1.3.  Across the UK, women and girls are being held back from using, enjoying and benefiting from public parks as a consequence of concerns about safety and security. This has a significant impact on their lives of women and girls who – based on their concerns over safety - restrict their use of parks, avoid them at certain times or when alone, limiting their opportunities to socialise, improve wellbeing and engage in outdoor physical activity and exercise.

1.4.  This barrier can be addressed in a number of ways – through design, staffing and policy change – but the intersectional needs of women and girls need to be addressed at every stage, and they should be involved in all aspects of planning, design and management of urban parks and green spaces.

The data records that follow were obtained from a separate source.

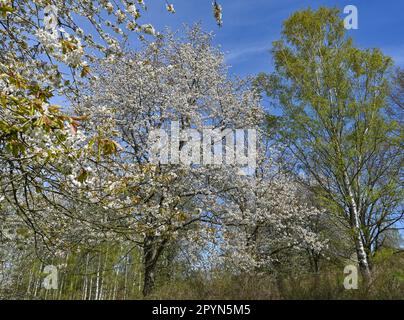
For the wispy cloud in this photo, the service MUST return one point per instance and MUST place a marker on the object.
(239, 54)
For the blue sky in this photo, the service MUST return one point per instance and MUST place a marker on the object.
(250, 26)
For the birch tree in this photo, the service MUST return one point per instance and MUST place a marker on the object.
(333, 98)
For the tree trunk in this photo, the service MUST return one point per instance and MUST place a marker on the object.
(356, 225)
(151, 252)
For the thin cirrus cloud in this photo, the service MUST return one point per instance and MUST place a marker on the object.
(243, 53)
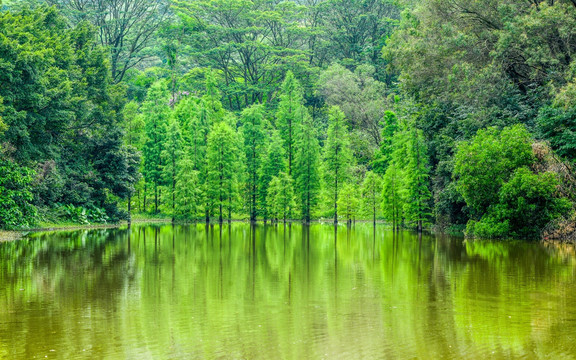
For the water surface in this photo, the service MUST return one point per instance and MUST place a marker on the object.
(283, 292)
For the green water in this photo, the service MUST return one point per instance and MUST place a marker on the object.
(242, 292)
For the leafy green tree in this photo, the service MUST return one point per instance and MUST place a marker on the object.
(172, 154)
(156, 114)
(363, 101)
(485, 162)
(126, 27)
(371, 194)
(188, 187)
(558, 126)
(222, 165)
(417, 206)
(349, 203)
(252, 120)
(281, 197)
(527, 203)
(393, 196)
(289, 114)
(337, 155)
(62, 114)
(16, 209)
(272, 165)
(355, 31)
(382, 156)
(252, 43)
(306, 168)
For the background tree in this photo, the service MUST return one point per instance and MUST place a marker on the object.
(222, 157)
(371, 194)
(281, 197)
(252, 120)
(349, 203)
(306, 168)
(156, 113)
(172, 154)
(272, 165)
(337, 155)
(126, 27)
(289, 114)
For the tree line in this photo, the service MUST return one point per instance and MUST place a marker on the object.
(342, 109)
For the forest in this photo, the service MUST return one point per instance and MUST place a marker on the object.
(453, 115)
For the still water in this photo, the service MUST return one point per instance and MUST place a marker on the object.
(283, 292)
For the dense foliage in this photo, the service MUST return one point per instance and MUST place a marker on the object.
(419, 113)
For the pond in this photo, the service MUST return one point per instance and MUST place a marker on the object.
(283, 292)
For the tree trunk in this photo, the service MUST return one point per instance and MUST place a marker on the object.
(155, 199)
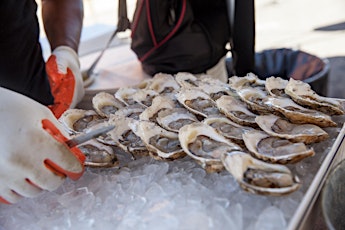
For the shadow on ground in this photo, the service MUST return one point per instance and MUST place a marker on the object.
(336, 77)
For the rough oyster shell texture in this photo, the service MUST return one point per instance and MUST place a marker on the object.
(236, 126)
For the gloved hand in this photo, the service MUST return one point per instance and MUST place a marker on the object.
(66, 82)
(33, 155)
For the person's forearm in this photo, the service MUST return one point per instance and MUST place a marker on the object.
(63, 20)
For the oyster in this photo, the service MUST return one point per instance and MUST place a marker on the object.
(201, 142)
(197, 101)
(254, 97)
(298, 114)
(125, 138)
(125, 95)
(236, 110)
(250, 80)
(187, 80)
(275, 86)
(79, 120)
(144, 96)
(227, 128)
(280, 127)
(259, 177)
(164, 84)
(162, 144)
(159, 103)
(98, 155)
(275, 149)
(106, 104)
(302, 94)
(131, 111)
(173, 119)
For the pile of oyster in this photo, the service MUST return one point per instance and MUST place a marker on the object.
(250, 127)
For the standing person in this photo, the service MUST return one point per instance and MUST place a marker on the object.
(33, 155)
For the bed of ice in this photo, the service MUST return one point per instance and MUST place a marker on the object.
(150, 194)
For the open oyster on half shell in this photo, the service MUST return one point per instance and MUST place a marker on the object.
(105, 104)
(162, 144)
(280, 127)
(78, 120)
(98, 155)
(275, 86)
(227, 128)
(197, 101)
(259, 177)
(236, 110)
(298, 114)
(202, 143)
(125, 138)
(275, 149)
(302, 94)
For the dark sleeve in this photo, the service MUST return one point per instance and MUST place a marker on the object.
(243, 37)
(22, 67)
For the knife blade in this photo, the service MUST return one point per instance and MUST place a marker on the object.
(88, 136)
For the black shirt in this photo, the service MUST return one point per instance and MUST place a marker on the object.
(22, 67)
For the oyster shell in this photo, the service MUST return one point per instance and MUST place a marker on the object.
(254, 98)
(259, 177)
(125, 95)
(227, 128)
(280, 127)
(197, 101)
(236, 110)
(98, 155)
(302, 94)
(188, 80)
(125, 138)
(275, 149)
(173, 119)
(164, 84)
(144, 96)
(162, 144)
(159, 103)
(131, 111)
(275, 86)
(201, 142)
(250, 80)
(78, 120)
(105, 104)
(298, 114)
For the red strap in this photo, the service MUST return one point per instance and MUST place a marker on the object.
(55, 132)
(62, 87)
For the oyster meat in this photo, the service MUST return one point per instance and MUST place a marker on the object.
(202, 143)
(197, 101)
(275, 86)
(275, 149)
(98, 155)
(162, 144)
(227, 128)
(259, 177)
(236, 110)
(79, 120)
(302, 94)
(280, 127)
(298, 114)
(105, 104)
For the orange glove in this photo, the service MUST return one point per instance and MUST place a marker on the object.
(34, 156)
(65, 79)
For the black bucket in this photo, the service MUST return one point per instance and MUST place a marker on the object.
(286, 63)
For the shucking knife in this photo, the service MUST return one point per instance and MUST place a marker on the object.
(88, 136)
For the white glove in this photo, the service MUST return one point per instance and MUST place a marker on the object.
(66, 82)
(33, 154)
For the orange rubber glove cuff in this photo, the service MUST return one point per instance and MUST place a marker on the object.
(55, 132)
(62, 87)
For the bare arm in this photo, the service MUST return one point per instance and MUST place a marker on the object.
(63, 20)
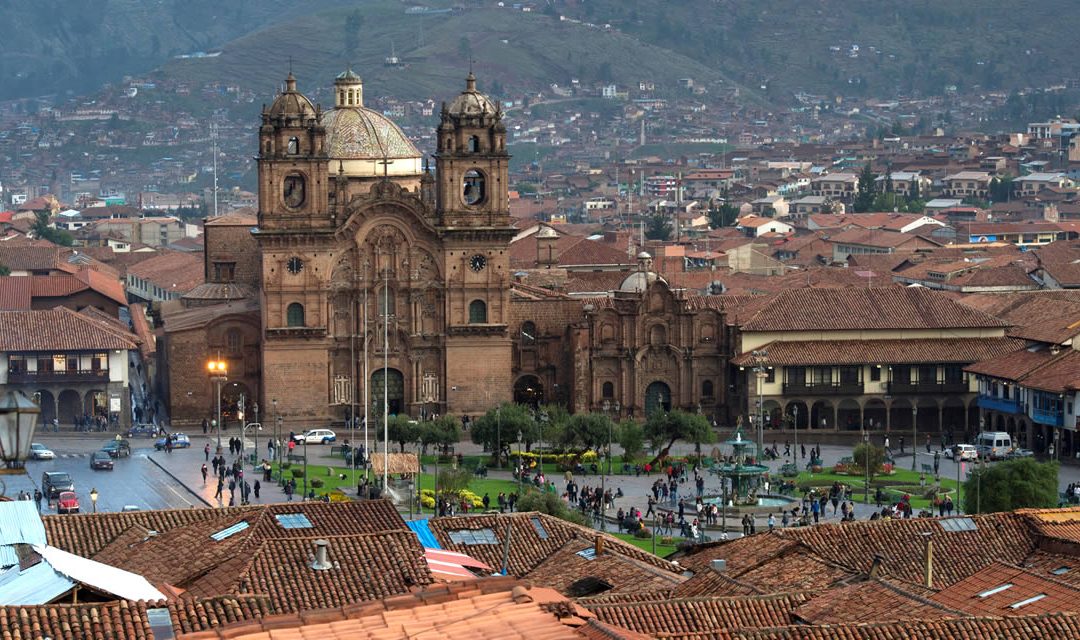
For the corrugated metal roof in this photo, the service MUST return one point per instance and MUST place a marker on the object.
(37, 585)
(423, 532)
(124, 584)
(21, 523)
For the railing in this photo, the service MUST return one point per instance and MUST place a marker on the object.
(949, 386)
(64, 376)
(824, 387)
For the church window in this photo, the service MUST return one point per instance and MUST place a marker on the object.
(294, 315)
(232, 341)
(477, 312)
(473, 189)
(528, 334)
(386, 302)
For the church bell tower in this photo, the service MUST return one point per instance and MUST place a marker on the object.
(473, 219)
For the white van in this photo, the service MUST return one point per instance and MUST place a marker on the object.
(993, 445)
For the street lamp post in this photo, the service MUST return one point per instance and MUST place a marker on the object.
(915, 434)
(760, 371)
(218, 372)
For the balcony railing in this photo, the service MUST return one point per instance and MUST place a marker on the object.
(65, 376)
(823, 387)
(950, 386)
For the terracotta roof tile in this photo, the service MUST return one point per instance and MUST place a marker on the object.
(862, 352)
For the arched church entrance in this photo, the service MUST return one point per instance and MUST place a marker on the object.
(394, 390)
(528, 390)
(658, 396)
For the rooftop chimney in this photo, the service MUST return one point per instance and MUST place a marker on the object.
(321, 562)
(876, 564)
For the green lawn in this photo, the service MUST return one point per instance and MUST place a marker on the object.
(646, 544)
(901, 477)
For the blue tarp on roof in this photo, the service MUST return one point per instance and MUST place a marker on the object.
(423, 532)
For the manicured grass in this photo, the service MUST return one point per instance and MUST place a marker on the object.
(646, 544)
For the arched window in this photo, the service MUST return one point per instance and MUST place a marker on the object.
(528, 334)
(386, 297)
(477, 312)
(294, 315)
(232, 341)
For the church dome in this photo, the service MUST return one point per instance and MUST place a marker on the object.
(471, 103)
(291, 103)
(356, 133)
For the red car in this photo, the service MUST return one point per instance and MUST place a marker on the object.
(67, 503)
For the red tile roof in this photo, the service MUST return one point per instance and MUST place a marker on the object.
(58, 329)
(893, 308)
(880, 352)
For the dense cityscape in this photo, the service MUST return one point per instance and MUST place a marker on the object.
(609, 348)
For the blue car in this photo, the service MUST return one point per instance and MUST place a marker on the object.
(179, 441)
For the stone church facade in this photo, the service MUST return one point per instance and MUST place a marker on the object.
(361, 249)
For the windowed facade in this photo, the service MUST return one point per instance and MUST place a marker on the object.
(294, 315)
(477, 312)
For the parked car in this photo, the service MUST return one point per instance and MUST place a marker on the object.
(100, 460)
(179, 441)
(961, 452)
(39, 451)
(118, 448)
(315, 436)
(68, 503)
(55, 482)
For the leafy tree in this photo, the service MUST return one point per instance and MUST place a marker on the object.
(1011, 485)
(402, 429)
(1001, 189)
(589, 431)
(551, 504)
(632, 439)
(43, 231)
(865, 193)
(443, 432)
(499, 427)
(723, 216)
(659, 228)
(670, 426)
(868, 454)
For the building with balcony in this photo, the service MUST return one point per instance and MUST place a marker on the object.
(71, 364)
(865, 358)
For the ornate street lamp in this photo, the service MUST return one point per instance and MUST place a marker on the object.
(18, 419)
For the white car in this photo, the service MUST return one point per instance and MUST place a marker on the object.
(316, 436)
(39, 451)
(962, 452)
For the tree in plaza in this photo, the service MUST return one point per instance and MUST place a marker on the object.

1.5.  Changes to design and management are only part of the solution – the women and girls we interviewed were clear that societal change is needed – but that these changes can play their part.


  1. Introduction

2.1.  In 2021, the Mayor of West Yorkshire, Tracy Brabin, was awarded Home Office Safer Streets Round Three funding to support the safety of women and girls in West Yorkshire’s parks. This included a Q methodology study led by Dr Anna Barker and Professor George Holmes at the University of Leeds on women and girls’ perceptions of safety. This research aimed to better understand what women and girls perceive makes parks feel safe and unsafe, and why. The research was conducted across West Yorkshire in 2022 with 67 women aged 19-84 years, 50 girls and young women aged 13-18 years and 27 professionals from parks and urban design services in local government and police. Research findings can be found here.

2.2.  Further funding by the Mayor of West Yorkshire and the Economic and Social Research Council was then given for the creation of new guidance, informed by the above study and other relevant research and wider consultation with various sectors. The ‘Safer Parks: Improving Access for Women and Girls’ guidance was co-produced by the Safer Parks Consortium and published in May 2023. It forms supplementary guidance to the Green Flag Award scheme – an international standard for parks and green spaces. The guidance can be found here.


  1. Feeling unsafe is a barrier to accessing parks for women and girls

3.1.  There are stark gendered inequalities in feelings of safety in public spaces. In Britain, a higher proportion of women report feeling very or fairly unsafe when walking alone, compared with men. The disparities are greatest after dark and are more pronounced in parks and open spaces than other types of public settings, such as residential streets, high streets and on public transport. Indeed, some 4 out of 5 women (82%) feel very or fairly unsafe walking alone after dark in parks or open spaces, compared with 2 out of 5 men (42%). Women are three times more likely to feel unsafe (16%) than men (5%) when visiting parks alone during the day (Office for National Statistics, 2022).

3.2.  Whilst no comparative survey exists for children and young people, research finds that some 40% of 11-21 year old girls in the UK feel unsafe when they go outside (Girlguiding, 2020).

3.3.  The threat of sexual harassment and violence restricts and inconveniences the everyday lives of women and girls, presenting a barrier to their freedom and ability to use, enjoy and benefit from public spaces such as parks (see, for example, Vera-Gray and Kelly, 2020; APPG UN Women, 2021).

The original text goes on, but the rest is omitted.